The embodiment of the present invention has been described in detail above with reference to the drawings. However, the specific configuration is not limited to this embodiment. For example, in the embodiment apparatus, when one return spring slides to the left or right. However, although the spring is biased in the neutral direction, a spring that exerts a biasing force when sliding to the right and a spring that exerts a biasing force when sliding to the left may be separately provided. Further, the spring may be provided outside the cylinder tube. Further, although the return spring is used as the biasing means in the embodiment, another elastic body such as rubber or a fluid capable of accumulating pressure may be used.

Further, in the embodiment, the device for steering the rear wheels in the opposite phase to the front wheels has been shown, but it may be applied to a device for steering in the same phase, or a device for steering both in the same phase and opposite phase depending on the situation. .

Further, in the embodiment, the one-way valve is provided in the communication passage, but this one-way valve is not necessarily provided.
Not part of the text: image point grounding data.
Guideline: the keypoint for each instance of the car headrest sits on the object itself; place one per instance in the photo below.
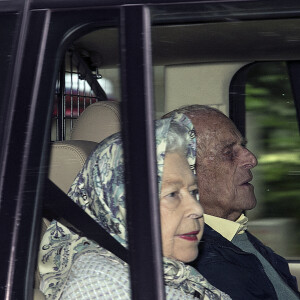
(66, 160)
(98, 121)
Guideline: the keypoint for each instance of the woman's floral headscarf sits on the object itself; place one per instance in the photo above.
(99, 191)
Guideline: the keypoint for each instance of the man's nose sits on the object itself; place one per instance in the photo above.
(249, 160)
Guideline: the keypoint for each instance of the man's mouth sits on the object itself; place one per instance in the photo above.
(190, 236)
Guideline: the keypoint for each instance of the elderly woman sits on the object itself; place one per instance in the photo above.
(73, 267)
Further, in the embodiment, the opening and closing mechanism is opened and closed by using the retainer, but the present invention is not limited to this, as long as the cylinder is closed in the neutral state and opened in the steering state. , For example, includes a valve mechanism that opens and closes as the piston rod moves.

(Effect of the Invention) As described above, in the four-wheel steering system of the present invention, in the neutral state, the means for closing both pressure chambers of the rear wheel steering actuator to lock the piston is used. Since the piston is not fixed by the set load of the biasing means such as the return spring, it is possible to reduce the load of the biasing means set to reduce energy loss. It is possible to reduce the cost by using a pump having a low output and a low output.

Further, in the four-wheel steering system of the present invention, since the opening / closing mechanism is operated in conjunction with the sliding of the piston to lock the piston, the control is simple and highly reliable without using complicated valve control. The effect is obtained.

[Brief description of drawings]

FIG. 1 is an overall view showing a four-wheel steering system according to one embodiment of the present invention,
FIG. 2 is a cross-sectional view showing the main part of the embodiment apparatus. 8 ... Rear wheel 40 ... Rear wheel steering actuator 42 ... Piston 46 ... Right pressure chamber 47 ... Left pressure chamber 50 ... Switching control valve 60 ... Return spring (biasing means) 71 ... Right port 72 ...... Left side port 73 ...... Communication passage 80 ...... Port opening / closing mechanism (opening / closing mechanism)

Claims (1)

[Scope of utility model registration request] 1. A rear wheel steering actuator for steering a rear wheel by sliding the piston based on a hydraulic pressure difference between pressure chambers on both sides of the piston, a biasing means for biasing the piston to a neutral position, and a predetermined condition. A four-wheel steering system including a switching control valve that is switched to steer the rear wheels and supplies or drains hydraulic pressure to both pressure chambers. A communication path for communicating in a state is provided, and an opening / closing mechanism that closes the communication path when the piston is in the neutral position and opens the communication path when the piston is steered to the left or right is provided in the communication path. A characteristic four-wheel steering system.